A few weeks ago, early in my first conversation with a remarkable person, we somehow came across the topic of grief.
“I guess you’ve heard what happened to me,” he said.
He told me about the death of one of his children, only a few weeks earlier. How do you respond to such devastating news? I was dumbfounded at first, desperately groping for something to say, feeling helpless and more than a bit uncomfortable.
But these thoughts and feelings were fleeting. I’ve been around long enough to know that no words are really necessary at times like that. I needed only to lean in to my new friend’s suffering, be present to it and to him. To listen to whatever it was he felt like sharing.

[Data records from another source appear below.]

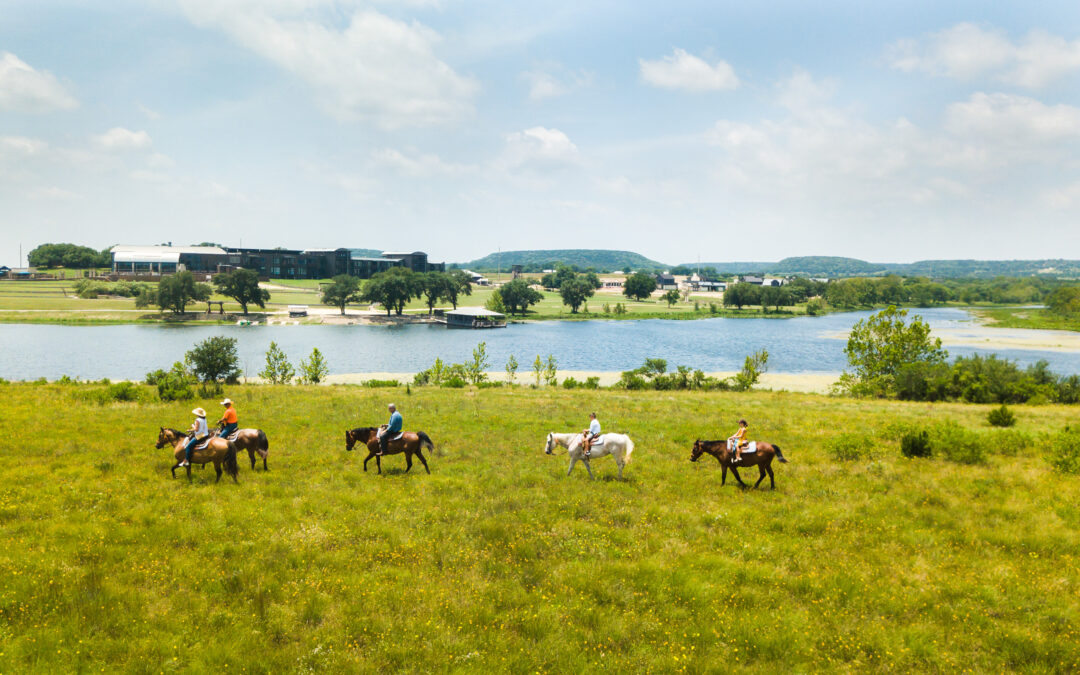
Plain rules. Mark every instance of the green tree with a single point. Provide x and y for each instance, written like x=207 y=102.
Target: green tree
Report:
x=434 y=286
x=476 y=369
x=741 y=294
x=458 y=284
x=517 y=296
x=177 y=291
x=314 y=369
x=775 y=297
x=880 y=346
x=511 y=369
x=214 y=360
x=393 y=288
x=638 y=286
x=575 y=292
x=243 y=286
x=279 y=370
x=341 y=291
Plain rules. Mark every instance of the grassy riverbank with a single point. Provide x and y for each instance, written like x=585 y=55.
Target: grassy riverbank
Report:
x=497 y=562
x=1025 y=318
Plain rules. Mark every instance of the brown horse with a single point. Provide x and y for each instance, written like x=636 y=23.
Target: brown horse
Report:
x=217 y=450
x=254 y=441
x=761 y=459
x=410 y=444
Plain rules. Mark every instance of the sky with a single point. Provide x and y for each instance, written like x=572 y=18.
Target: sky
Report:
x=714 y=131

He told me about the wondrous creation that was his child, the delight he had taken in her and all the beautiful memories she had left behind. He told me of the herculean effort it now took for him to get out of bed to face the day. He wondered aloud if he would ever hear the birds sing again. His was a broken heart laid utterly and beautifully bare.
I told him how sorry I was, and how I wished I had known his daughter. And I shared a little piece of my own belief, my own little theology. It is this:
God does not live in the tragedy and injustice of life, not in violence or addiction or cruelty. I believe that the transcendent lives instead in the quiet grace notes that often can only be experienced in the heart of great suffering. Those grace notes are what sustain us. That’s what I told my new friend.
I felt like the time we shared on that recent day was another example.